Il calcio non è più solo pallone, è soprattutto business. La polemica innescata dal presidente della Roma, James Pallotta, con la replica dell’ad del Milan Marco Fassone trascina i tifosi in una materia complessa: il calcio e la finanza. La Uefa agita lo spettro di un fair play finanziario più rigido e anche gli allenatori lamentano prezzi fuori controllo dei calciatori. José Mourinho guida il Manchester United, il club più ricco al mondo, eppure ha detto: «Tutti stanno pagando cifre enormi per giocatori normali». Si alzano i prezzi dei cartellini e, di conseguenza, si gonfiano quelli degli stipendi, schizzati negli ultimi anni. Colpa (o merito) della Champions League. L’Italia dalla stagione 2018-19 avrà 4 posti garantiti nei gironi, un eldorado da non farsi sfuggire.
Il fair play Uefa impone paletti rigidi: bisogna avere bilanci sostenibili. Per farlo fissa un paletto sul monte ingaggi da tenere entro il 50-60% del fatturato. Apparentemente le prime cinque squadre italiane (Juventus, Napoli, Roma, Milan e Inter) lo rispettano. Ha colpito la campagna acquisti dei rossoneri che ha scatenato le ire di Pallotta. Tralasciando le spese per i cartellini e concentrandosi sul monte ingaggi, allo stato attuale il Milan spenderebbe circa 115 milioni (lordi) in stipendi. Nel 2016 il fatturato è stato di 236 milioni, quest’anno dovrebbe arrivare a superare i 250. In serie A a spendere più di tutti per gli stipendi è la Juventus con un monte ingaggi di circa 145 milioni. I bianconeri però sono una macchina da soldi e le stime del 2016-17 parlano di un fatturato di circa 540 milioni. A spingere la Juventus è stata la Champions League. I campioni d’Italia hanno incassato più di tutti in Europa. L’Uefa gli ha pagato 109 milioni, 30 più del Real Madrid (80) che pure la coppa l’ha vinta. Subito dietro il Napoli che ne ha intascati 65. Il club di De Laurentiis, accorto nella gestione, ha un fatturato stimato nel 2017 di 307 milioni e a oggi un monte ingaggi di circa 105, dietro Juve, Milan e Inter. L’esclusione dalla Champions pesa sulle spalle dei nerazzurri che comunque, grazie alle varie partnership con Suning, hanno aumentato i ricavi e dovrebbero fatturare nel 2016-17 circa 270 milioni. Anche qui il monte ingaggi è una voce alta: 110 milioni.
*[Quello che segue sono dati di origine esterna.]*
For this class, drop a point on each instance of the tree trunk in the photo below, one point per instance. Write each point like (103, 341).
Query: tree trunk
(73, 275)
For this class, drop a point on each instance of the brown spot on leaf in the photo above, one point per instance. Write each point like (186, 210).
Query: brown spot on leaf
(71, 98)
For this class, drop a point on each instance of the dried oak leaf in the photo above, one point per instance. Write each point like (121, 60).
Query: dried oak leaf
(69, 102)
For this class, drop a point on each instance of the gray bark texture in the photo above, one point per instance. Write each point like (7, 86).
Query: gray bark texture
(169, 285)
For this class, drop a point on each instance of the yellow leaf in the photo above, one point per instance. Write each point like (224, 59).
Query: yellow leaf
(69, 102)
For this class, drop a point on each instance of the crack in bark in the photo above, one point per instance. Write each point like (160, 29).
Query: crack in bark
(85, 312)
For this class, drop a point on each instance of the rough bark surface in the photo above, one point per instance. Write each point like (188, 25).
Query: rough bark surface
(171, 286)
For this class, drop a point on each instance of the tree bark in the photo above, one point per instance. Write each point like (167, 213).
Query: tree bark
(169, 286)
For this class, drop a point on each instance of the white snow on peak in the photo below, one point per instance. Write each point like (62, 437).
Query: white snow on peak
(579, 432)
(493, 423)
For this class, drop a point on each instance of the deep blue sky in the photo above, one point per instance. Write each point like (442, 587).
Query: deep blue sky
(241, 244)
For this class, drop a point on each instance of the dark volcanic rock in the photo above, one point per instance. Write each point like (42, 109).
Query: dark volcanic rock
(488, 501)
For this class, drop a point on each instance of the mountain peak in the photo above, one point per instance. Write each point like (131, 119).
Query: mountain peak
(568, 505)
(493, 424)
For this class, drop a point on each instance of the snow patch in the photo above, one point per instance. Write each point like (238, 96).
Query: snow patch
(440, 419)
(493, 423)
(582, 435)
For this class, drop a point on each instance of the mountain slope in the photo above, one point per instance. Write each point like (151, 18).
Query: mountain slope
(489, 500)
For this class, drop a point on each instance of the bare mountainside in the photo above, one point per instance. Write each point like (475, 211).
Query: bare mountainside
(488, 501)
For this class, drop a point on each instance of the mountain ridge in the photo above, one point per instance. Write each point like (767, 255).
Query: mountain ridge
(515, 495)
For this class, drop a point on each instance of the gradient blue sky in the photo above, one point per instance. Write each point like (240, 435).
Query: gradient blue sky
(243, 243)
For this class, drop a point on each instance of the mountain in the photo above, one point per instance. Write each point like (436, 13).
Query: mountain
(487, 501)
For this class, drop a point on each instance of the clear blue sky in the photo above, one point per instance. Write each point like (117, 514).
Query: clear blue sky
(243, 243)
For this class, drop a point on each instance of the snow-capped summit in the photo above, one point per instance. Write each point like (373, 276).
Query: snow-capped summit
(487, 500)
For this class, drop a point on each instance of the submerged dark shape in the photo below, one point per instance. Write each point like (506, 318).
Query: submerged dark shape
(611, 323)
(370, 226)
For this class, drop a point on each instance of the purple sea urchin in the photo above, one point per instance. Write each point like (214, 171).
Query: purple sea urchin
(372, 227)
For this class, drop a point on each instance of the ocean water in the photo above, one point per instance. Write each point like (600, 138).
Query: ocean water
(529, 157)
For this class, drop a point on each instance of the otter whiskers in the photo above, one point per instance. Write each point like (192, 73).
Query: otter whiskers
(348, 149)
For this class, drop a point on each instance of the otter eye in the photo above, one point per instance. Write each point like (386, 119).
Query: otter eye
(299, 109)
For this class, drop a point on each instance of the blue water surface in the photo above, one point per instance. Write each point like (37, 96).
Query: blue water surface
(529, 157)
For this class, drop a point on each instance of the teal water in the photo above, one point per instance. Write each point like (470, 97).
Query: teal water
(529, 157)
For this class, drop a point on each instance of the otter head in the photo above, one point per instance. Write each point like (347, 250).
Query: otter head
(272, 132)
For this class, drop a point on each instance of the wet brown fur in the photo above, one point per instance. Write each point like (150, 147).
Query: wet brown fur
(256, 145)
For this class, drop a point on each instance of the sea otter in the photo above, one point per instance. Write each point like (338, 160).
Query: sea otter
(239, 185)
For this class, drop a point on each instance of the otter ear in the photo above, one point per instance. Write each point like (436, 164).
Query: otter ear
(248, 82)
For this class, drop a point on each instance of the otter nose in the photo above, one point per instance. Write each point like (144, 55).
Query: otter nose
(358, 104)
Grazie alle varie cessioni la Roma ha abbassato il tetto stipendi a circa 90 milioni. Grazie ai proventi della Champions League (68,4 milioni), i giallorossi nel 2015-16 avevano un valore della produzione di 311 milioni. L’ultima stagione però sono rimasti fuori e il fatturato calerà. In generale gli stipendi crescono e sono la voce più pesante del bilancio. I diritti tv tengono a galla il calcio, per le big però sono i soldi della Champions a fare la differenza. Chi sta fuori inevitabilmente deve stringere la cinghia. Anche perché i club italiani raccolgono pochissimo da altre fonti. Il report pubblicato dall’Uefa lo scorso gennaio inchioda le società di Serie A. Da sponsorizzazioni e introiti commerciali i nostri club hanno incassato solo 386 milioni, piazzandosi al 6° posto in Europa dietro Inghilterra (1,3 miliardi), Germania (1 miliardo) Spagna (562 milioni), Francia (545) e addirittura Russia (427). In questo campo, la Serie A è tra le pochissime leghe a perdere (-3%). Il dato ha due letture: la negativa è che non sappiamo vendere il nostro prodotto a sponsor e tifosi (lampante la piaga del falso merchandising), la positiva è che se impariamo a farlo ci sono ampi margini di ricavi. Al momento stiamo in piedi, seppure in equilibro precario e anche se molti club sono gravati da debiti (251 milioni il debito della A nel 2016). Non centrare la Champions significa però farsi male. Una delle cinque sorelle starà fuori di sicuro e resterà con il cerino in mano.